Die von Familien besetzen zwei Wohnungen in Stuttgart, um gegen Leerstand in der Stadt zu protestieren, sind gen geräumt worden. Ddas Wohnungsproblem in der Landeshauptstadt bleibt.

StuttgartNach etwa einem Monat sind zwei besetzte Wohnungen im Stuttgarter Stadtteil Heslach mithilfe der Polizei geräumt worden. Möbelpacker trugen die Habseligkeiten der Besetzer am Montagmorgen aus dem Haus. Die Schlösser der Wohnungen wurden ausgetauscht, um Unbefugten den Zutritt zu verwehren. Es gab laut Polizei keine Zwischenfälle. Vor der Absperrung der Beamten demonstrierten schätzungsweise 20 bis 30 Menschen. „Wohnungsnot im ganzen Land. Unsere Antwort Widerstand“, riefen sie. Am Nachmittag fand abermals eine Demonstration in Heslach statt.

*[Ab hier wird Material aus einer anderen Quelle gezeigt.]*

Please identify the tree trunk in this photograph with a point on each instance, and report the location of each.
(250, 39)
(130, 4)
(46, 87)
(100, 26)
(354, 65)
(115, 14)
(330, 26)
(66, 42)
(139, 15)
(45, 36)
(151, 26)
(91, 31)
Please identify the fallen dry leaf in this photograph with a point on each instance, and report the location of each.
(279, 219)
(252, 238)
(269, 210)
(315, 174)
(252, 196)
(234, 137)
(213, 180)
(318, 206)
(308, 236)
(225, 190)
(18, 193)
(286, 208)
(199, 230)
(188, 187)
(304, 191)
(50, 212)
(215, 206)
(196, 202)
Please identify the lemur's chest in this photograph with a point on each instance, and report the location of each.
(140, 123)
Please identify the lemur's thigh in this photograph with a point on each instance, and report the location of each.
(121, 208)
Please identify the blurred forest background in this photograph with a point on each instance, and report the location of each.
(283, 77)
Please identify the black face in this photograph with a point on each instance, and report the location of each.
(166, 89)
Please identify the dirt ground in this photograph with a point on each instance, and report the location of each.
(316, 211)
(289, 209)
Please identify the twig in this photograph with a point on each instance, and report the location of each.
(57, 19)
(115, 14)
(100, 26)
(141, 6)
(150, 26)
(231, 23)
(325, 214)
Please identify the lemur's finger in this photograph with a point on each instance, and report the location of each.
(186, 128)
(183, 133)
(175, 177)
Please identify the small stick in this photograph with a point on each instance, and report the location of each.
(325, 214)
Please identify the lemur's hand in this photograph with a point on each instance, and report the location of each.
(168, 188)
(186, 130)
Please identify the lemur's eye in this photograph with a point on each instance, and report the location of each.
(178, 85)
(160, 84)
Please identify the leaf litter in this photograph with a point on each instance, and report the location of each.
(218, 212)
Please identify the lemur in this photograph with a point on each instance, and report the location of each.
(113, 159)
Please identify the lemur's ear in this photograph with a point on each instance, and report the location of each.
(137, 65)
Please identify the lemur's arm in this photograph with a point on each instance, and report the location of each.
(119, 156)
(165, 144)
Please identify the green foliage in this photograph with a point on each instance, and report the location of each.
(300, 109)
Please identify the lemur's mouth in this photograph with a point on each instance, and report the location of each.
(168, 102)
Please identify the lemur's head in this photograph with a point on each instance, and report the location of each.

Einsatzkräfte hatten am Morgen die betroffene Straße weiträumig abgesperrt. Die Beamten unterstützten die zuständige Gerichtsvollzieherin des Amtsgerichts Stuttgart bei der Arbeit. Das Landgericht hatte die Räumung auf Antrag der Hauseigentümerin erlaubt. In der Wohnung im vierten Obergeschoss trafen die Beamten niemanden an – ein Schlosser öffnete die Tür. Im Erdgeschoss öffnete ein junger Mann, der offensichtlich nicht zu den Besetzern gehörte. Er verließ die Wohnung laut Polizei freiwillig, muss nun allerdings mit einer Anzeige wegen Hausfriedensbruchs rechnen.

Dauerhaft bleiben

Vor etwa einem Monat waren eine dreiköpfige Familie und eine Mutter mit ihrem neunjährigen Sohn in das Haus gezogen, um gegen Leerstand in der Stadt zu protestieren. Die Familien wollten dem Aktionsbündnis „Recht auf Wohnen“ zufolge dauerhaft bleiben. Wie die Stadt Stuttgart mitteilte, lehnten sie nach der Räumung ab, vorübergehend in einer Notunterkunft der Stadt unterzukommen. Wie das Aktionsbündnis mitteilte, kommen sie privat in beengten Verhältnissen unter. Unter den Besetzern waren laut dem Innenministerium in Stuttgart auch Linksextremisten.

Innenminister Thomas Strobl (CDU) bezeichnete die Räumung als „klares Zeichen“ gegen Hausbesetzer. „Solche rechtsfreien Räume wird es in Baden-Württemberg nicht geben – anders als in anderen Bundesländern“, sagte Strobl und fügte hinzu: „Da haben wir heute in Stuttgart ein klares Zeichen gesetzt.“ Die Debatte um Wohnungsnot sei „nach demokratischen Regeln und auf Basis des geltenden Rechts“ zu führen. „Was in diesem Zusammenhang überhaupt nicht geht, ist, sich in einer fremden Wohnung breitzumachen – und sich damit über geltendes Recht hinwegzusetzen“, sagte der Politiker. Eigentümer des Hauses soll ein Londoner Investor sein. Bewohner, die rechtmäßig in dem Haus leben, befürchten, dass die Wohnungen nach einer umfangreichen Sanierung zu hohen Preisen vermietet werden könnten. Der Anwalt der Eigentümer, Erik Silcher, bestätigte zwar, dass es einen Sanierungsbedarf gebe, da seit 20 bis 30 Jahren nichts mehr an dem Haus gemacht worden sei. Ein Konzept zur künftigen Nutzung des Hauses müsse allerdings noch erstellt werden. Die Aktivisten beklagen, dass es mehr als 11 000 leerstehende Wohnungen in Stuttgart gebe. Die Stadt bezeichnete die Zahl zuletzt als „überhöht und veraltet“. Sie stamme aus dem Jahr 2011 und berücksichtige auch jene Wohnungen, die lediglich kurzfristig leer gestanden hätten. Derzeit werde der Leerstand auf etwa 3000 Wohnungen geschätzt.

Seit dem Jahr 2016 gilt in Stuttgart die Satzung gegen Zweckentfremdung. Sie soll sicherstellen, dass Wohnungen nicht länger als sechs Monate unbewohnt bleiben oder gewerblich genutzt werden. Der Stadt zufolge wurden seitdem mehr als 600 Verfahren wegen Fehlnutzung oder Leerstand eingeleitet – aktuell laufen noch etwa 200 Verfahren. Aus Sicht der Aktivisten hat die Satzung allerdings nichts bewirkt.